Saat keadaan fisiknya lemah itulah, seorang pembantu setianya Pang Lot diam-diam melaporkan kepada Belanda tempat persembunyian Tjoet Nja' Dien. Namun, Pang Lot mengajukan syarat agar Belanda menghormati pahlawan wanita itu dan memberikan pengobatan terhadap penyakitnya. Belanda setuju, namun Tjoet Nja' Dien hampir saja melakukan bunuh diri karena tidak mau menerima penghormatan dari penjajah.

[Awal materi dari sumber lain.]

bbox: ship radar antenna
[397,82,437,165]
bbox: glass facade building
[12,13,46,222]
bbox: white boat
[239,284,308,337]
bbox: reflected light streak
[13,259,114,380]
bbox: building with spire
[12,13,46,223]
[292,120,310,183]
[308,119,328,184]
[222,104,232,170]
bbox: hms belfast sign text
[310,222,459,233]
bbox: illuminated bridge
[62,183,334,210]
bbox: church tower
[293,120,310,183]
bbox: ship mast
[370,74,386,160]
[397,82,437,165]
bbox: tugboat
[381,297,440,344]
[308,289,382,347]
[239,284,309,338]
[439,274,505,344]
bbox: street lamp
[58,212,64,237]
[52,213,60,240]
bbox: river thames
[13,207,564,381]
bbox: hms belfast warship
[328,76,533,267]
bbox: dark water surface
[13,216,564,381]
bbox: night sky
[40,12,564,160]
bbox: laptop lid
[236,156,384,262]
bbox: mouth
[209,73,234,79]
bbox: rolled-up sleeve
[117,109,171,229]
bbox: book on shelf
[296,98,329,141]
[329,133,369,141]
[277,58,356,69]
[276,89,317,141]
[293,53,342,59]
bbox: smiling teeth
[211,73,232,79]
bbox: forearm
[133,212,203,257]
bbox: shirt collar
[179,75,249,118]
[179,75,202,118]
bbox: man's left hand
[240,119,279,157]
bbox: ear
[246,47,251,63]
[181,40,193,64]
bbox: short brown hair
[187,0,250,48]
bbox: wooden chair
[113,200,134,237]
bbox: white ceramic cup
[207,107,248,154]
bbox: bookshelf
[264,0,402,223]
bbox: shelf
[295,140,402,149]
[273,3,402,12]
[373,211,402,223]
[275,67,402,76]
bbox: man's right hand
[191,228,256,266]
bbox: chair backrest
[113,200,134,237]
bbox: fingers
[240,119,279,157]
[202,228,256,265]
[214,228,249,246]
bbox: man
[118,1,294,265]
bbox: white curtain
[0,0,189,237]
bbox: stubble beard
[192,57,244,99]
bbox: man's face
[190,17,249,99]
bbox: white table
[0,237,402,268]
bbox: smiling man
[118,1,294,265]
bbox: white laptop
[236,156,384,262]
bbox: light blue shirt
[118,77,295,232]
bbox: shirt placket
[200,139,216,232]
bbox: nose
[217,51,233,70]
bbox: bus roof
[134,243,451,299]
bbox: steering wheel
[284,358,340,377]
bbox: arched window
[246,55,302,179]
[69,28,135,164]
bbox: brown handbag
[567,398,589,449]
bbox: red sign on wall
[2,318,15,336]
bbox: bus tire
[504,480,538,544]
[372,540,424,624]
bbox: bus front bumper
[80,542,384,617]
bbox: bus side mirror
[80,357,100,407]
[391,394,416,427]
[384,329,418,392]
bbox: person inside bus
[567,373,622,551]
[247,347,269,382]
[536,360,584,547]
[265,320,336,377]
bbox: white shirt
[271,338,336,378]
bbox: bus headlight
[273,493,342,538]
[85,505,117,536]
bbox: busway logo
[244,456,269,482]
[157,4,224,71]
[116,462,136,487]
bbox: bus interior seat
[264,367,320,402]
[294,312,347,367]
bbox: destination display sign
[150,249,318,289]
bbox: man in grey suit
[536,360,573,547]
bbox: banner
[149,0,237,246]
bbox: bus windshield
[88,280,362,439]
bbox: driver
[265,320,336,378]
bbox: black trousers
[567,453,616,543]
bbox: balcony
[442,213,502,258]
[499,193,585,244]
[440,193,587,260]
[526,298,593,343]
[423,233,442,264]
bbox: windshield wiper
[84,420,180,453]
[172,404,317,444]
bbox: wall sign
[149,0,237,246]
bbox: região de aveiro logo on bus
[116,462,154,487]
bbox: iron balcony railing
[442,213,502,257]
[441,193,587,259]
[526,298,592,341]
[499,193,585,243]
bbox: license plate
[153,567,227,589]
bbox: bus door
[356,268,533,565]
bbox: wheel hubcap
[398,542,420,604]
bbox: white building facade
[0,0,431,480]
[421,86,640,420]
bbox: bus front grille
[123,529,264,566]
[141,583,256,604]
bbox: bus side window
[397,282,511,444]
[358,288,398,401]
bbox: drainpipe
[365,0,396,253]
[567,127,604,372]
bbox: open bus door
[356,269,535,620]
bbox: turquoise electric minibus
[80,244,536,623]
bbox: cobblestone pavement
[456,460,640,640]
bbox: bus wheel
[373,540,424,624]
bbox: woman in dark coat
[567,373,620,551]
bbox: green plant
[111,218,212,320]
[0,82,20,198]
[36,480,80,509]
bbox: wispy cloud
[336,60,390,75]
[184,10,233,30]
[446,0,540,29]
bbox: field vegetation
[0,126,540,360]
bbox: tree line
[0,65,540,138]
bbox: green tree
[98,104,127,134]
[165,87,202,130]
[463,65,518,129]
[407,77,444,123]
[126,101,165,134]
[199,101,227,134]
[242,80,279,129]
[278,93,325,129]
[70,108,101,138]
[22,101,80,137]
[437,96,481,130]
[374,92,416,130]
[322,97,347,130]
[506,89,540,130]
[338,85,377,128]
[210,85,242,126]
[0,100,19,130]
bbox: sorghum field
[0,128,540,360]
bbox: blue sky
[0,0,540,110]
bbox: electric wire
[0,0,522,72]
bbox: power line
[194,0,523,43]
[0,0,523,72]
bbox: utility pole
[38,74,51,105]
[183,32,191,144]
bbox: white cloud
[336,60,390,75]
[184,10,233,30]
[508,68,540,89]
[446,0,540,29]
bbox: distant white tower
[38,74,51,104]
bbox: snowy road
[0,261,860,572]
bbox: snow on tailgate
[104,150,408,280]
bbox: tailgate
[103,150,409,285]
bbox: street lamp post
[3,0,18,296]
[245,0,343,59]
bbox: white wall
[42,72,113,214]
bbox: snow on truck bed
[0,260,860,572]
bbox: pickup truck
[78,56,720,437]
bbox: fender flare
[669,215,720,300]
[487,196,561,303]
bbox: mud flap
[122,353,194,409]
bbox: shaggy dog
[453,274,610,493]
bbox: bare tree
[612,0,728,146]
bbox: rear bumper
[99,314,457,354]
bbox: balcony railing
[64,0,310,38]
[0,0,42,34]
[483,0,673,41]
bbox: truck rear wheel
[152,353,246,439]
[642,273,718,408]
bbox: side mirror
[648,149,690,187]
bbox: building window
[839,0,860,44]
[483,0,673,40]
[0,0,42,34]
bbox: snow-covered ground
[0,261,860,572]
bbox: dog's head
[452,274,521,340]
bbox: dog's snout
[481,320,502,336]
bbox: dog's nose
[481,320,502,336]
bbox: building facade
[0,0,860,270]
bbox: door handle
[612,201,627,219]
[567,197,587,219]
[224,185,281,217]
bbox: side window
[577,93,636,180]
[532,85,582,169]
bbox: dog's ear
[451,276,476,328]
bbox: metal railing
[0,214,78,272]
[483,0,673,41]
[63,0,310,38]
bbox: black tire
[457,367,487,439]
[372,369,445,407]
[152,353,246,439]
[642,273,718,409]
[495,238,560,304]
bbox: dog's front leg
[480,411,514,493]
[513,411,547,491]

Setelah ditemukan, Tjoet Nja' Dien dikirim ke Kutaraja (kini Banda Aceh) lalu diobati seperti persetujuan Belanda kepada Pang Lot. Kendati demikian, Belanda masih ketakutan dengan Tjoet Nja' Dien. Maka, mereka mengirimnya ke Sumedang, Jawa Barat. Di tempat itu pula Tjoet Nja' Dien menemui ajalnya pada tahun 1908 tepat ketika Budi Oetomo muncul sebagai organisasi nasional pertama.